Your life has no time to fall apart when you're in grad school. Your days of opting out of going to class because you have a headache, a heartache, or a soulache are over, you have to go. You are working towards becoming one of the most privileged people in the world: someone who's paid to sit around and think. Bury yourself in those books, because their sentences are going to be the twine and duct tape that hold your sanity together.

This is what goes through my head in my little parking booth at the university hospital where I work to supplement my TA stipend. It's an ideal job for a grad student to have, since you're basically paid to study, particularly if you work nights shifts. I work night shifts. Lots of them. 8:30 p.m. to 3 a.m. during the weekdays. Trying to wrap my brain around postmodern philosophy in a tiny, silent booth, interrupted only by waves of hospital employees leaving their shifts at 11:30 p.m. and 1:30 a.m. and a sprinkling of tired, grieving family members and friends of patients. I'm being paid to study, so that eventually I can be paid to think.

So there's no time for my life to fall apart.

Just one problem: I'm reading the wrong stuff to keep it together. When you try to hold things together, you look for a center. Religion, politics, love, drugs, mindless fucking, whatever... find it, and hold on for dear life, let it explain everything for you.

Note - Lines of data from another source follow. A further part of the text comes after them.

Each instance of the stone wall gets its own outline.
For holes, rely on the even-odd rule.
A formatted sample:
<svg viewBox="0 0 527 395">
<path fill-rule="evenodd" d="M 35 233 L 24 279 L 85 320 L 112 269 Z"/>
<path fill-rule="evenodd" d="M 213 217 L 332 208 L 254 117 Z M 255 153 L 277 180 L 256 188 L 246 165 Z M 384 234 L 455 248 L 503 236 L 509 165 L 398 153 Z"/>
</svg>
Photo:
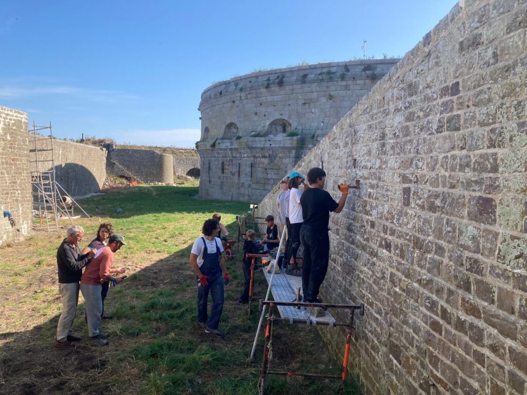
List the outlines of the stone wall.
<svg viewBox="0 0 527 395">
<path fill-rule="evenodd" d="M 259 202 L 314 146 L 301 137 L 249 137 L 200 151 L 202 199 Z"/>
<path fill-rule="evenodd" d="M 0 106 L 0 245 L 31 230 L 27 114 Z M 13 214 L 12 227 L 4 211 Z"/>
<path fill-rule="evenodd" d="M 195 178 L 200 176 L 199 157 L 172 156 L 174 163 L 174 175 L 188 175 Z"/>
<path fill-rule="evenodd" d="M 398 61 L 298 66 L 206 89 L 200 196 L 260 200 Z"/>
<path fill-rule="evenodd" d="M 38 136 L 39 150 L 51 148 L 48 137 Z M 30 135 L 30 147 L 35 148 L 33 135 Z M 39 161 L 51 159 L 50 151 L 41 151 Z M 55 177 L 57 183 L 71 196 L 82 196 L 100 191 L 106 179 L 106 151 L 102 148 L 74 143 L 57 139 L 53 139 L 53 160 L 55 163 Z M 30 155 L 35 160 L 34 153 Z M 51 162 L 43 162 L 44 169 L 51 169 Z M 36 170 L 34 163 L 31 170 Z"/>
<path fill-rule="evenodd" d="M 174 183 L 172 156 L 151 150 L 116 148 L 110 151 L 108 174 L 131 177 L 140 182 Z"/>
<path fill-rule="evenodd" d="M 321 293 L 366 304 L 366 394 L 527 393 L 526 16 L 460 2 L 298 166 L 323 163 L 336 199 L 361 181 L 330 215 Z M 341 360 L 344 331 L 321 332 Z"/>
</svg>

But that's hard to do with these damned postmodernists. Everything is contextual, nothing is at the center. To claim anything else is reductionist, mechanistic, simplistic, maybe even fascistic. Get over your easy explanations: they're all too easy to deconstruct.

Don't go too existentialist, either... that's tres passé. Postmodernism says revel in the incongruity of it all and stop wallowing in it... go watch I (Heart) Huckabee's if you want to do that, but not on your intellectual timecard.

Look up from that Lefebvre text long enough to take the next ticket... This womans's face is red, tears and snot everywhere. She probably was visiting somebody who just died. She's been here for over 36 hours. Her ticket comes to $20. Another small blow to her already horrible night. If I just let her out, I'll get fired.

But I did save the ticket I took when I brought my car in, one that I won't need as an employee. I always keep my ticket with me, so that one person each night won't have to pay so much. So hideously trivial, but a bit of contextual kindness. It's not a center, but it's a foothold. Let her out with only a two dollar charge. Feel a bit more sane.

No time to fall apart. Next chapter.